I just heard two headlining stories in which Christian Science was nestled in the backstory: Apparently the recovering Rep. Gifford’s mother is a Christian Scientist and Lionel Logue, the effective speech therapist in The King’s Speech, also had ties to Christian Science.
It made me reflect on the influence of Christian Science thought.
Some time ago, I took a friend to a Christian Science lecture. She was deeply moved. She said, “Kim I don’t know if I could ever be a Christian Scientist, but it gives me such hope to know that there are Christian Scientists.”
What is this hope that Christian Science can inspire? Perhaps it is knowing that there are people operating on the Principle that good is not helpless but is powerful; that the idea of an all-loving God exists, that there are proofs of healing just as in Jesus’ time.
With my friend, it was knowing that God is love and she is the direct expression of that Love. She knows that she always has another way to look at a problem. If all her known methods of healing, of comfort, of supply fail her, she can look into Christian Science. She never need to feel that she is stuck.
This helps me see that my work as a Christian Science practitioner goes much farther than the work and prayer with individual patients. The very act of operating under a law of Love spreads an influence infused with hope.
Love spurs us on to love our neighbor, to persist in healing, to do compassionate works, to help one another. Christian Science operates on the Science of Love (aka the law of Love). Love is that light that “shines before men.”
It also helped me realize that witnessing God as Love and knowing God as omnipotent Love instills a silent hope that impacts thought that is far-reaching -- reaching farther than we may have realized.

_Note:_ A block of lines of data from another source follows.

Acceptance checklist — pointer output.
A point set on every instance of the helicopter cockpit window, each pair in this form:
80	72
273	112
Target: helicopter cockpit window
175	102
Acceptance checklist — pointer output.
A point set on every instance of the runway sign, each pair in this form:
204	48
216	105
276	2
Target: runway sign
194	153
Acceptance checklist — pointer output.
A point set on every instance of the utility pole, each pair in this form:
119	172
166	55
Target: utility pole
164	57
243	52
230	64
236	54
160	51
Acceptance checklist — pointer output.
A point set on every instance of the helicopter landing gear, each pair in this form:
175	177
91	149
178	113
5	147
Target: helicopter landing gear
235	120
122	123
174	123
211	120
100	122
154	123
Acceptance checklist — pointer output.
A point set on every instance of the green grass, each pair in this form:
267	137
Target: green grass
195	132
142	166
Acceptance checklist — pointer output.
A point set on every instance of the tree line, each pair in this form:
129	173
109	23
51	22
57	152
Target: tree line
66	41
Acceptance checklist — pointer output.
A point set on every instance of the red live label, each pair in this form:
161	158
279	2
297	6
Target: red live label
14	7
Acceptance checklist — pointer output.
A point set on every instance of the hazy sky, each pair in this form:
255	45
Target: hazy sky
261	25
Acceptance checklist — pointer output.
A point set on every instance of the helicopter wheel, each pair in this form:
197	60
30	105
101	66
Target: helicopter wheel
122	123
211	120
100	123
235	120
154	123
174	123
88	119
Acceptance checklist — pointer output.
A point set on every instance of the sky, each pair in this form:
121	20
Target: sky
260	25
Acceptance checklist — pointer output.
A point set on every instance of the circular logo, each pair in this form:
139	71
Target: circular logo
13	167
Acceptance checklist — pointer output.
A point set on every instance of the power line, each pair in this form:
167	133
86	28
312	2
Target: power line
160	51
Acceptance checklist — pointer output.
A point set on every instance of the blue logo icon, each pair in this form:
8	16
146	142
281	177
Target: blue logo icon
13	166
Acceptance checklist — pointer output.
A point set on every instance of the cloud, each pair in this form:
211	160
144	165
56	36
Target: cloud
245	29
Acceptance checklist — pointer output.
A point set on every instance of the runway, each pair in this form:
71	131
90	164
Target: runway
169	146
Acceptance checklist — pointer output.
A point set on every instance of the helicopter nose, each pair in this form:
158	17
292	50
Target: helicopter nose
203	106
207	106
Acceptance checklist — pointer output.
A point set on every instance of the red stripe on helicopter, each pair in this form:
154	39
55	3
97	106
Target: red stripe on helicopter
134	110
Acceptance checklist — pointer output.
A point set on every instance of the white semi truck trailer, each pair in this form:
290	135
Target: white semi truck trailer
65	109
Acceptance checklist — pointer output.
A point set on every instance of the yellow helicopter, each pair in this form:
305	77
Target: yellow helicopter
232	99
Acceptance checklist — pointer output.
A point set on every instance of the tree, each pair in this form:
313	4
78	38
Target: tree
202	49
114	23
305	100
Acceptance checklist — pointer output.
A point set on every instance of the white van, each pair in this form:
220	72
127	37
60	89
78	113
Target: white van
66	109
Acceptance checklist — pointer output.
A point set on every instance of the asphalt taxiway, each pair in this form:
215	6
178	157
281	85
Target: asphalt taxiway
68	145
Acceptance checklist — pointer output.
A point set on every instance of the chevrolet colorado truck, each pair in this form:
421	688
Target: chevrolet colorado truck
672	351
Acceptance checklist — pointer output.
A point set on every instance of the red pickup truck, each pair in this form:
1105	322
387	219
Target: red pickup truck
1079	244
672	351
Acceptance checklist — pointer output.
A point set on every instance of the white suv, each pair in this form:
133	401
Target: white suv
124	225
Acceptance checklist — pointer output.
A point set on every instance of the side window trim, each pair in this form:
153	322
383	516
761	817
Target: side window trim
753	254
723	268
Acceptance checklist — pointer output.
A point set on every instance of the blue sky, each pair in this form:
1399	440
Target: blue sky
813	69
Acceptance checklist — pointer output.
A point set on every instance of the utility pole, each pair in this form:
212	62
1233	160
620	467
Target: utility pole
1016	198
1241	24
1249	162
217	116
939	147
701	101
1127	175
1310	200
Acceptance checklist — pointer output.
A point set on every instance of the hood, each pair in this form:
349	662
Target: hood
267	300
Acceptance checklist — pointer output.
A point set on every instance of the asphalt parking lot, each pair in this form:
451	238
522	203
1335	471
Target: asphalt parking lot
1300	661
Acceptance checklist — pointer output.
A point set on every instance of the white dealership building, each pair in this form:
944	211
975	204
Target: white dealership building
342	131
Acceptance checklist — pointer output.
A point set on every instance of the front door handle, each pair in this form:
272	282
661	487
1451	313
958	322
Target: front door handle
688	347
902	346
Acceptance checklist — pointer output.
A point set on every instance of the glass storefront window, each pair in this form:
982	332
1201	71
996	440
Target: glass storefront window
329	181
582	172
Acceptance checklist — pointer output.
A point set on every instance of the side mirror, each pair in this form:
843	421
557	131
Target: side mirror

The "still, small voice" of scientific thought reaches over continent and ocean to the globe's remotest bound. The inaudible voice of Truth is, to the human mind, "as when a lion roareth." It is heard in the desert and in dark places of fear. It arouses the "seven thunders" of evil, and stirs their latent forces to utter the full diapason of secret tones.
- Mary Baker Eddy
1 comment:
Great thoughts, Kim. Thanks for sharing. We should never forget that every day in every way we are setting an example for the world, letting our light shine (the light of Christ). Even when the work we're doing does't seem to be having an impact, it is.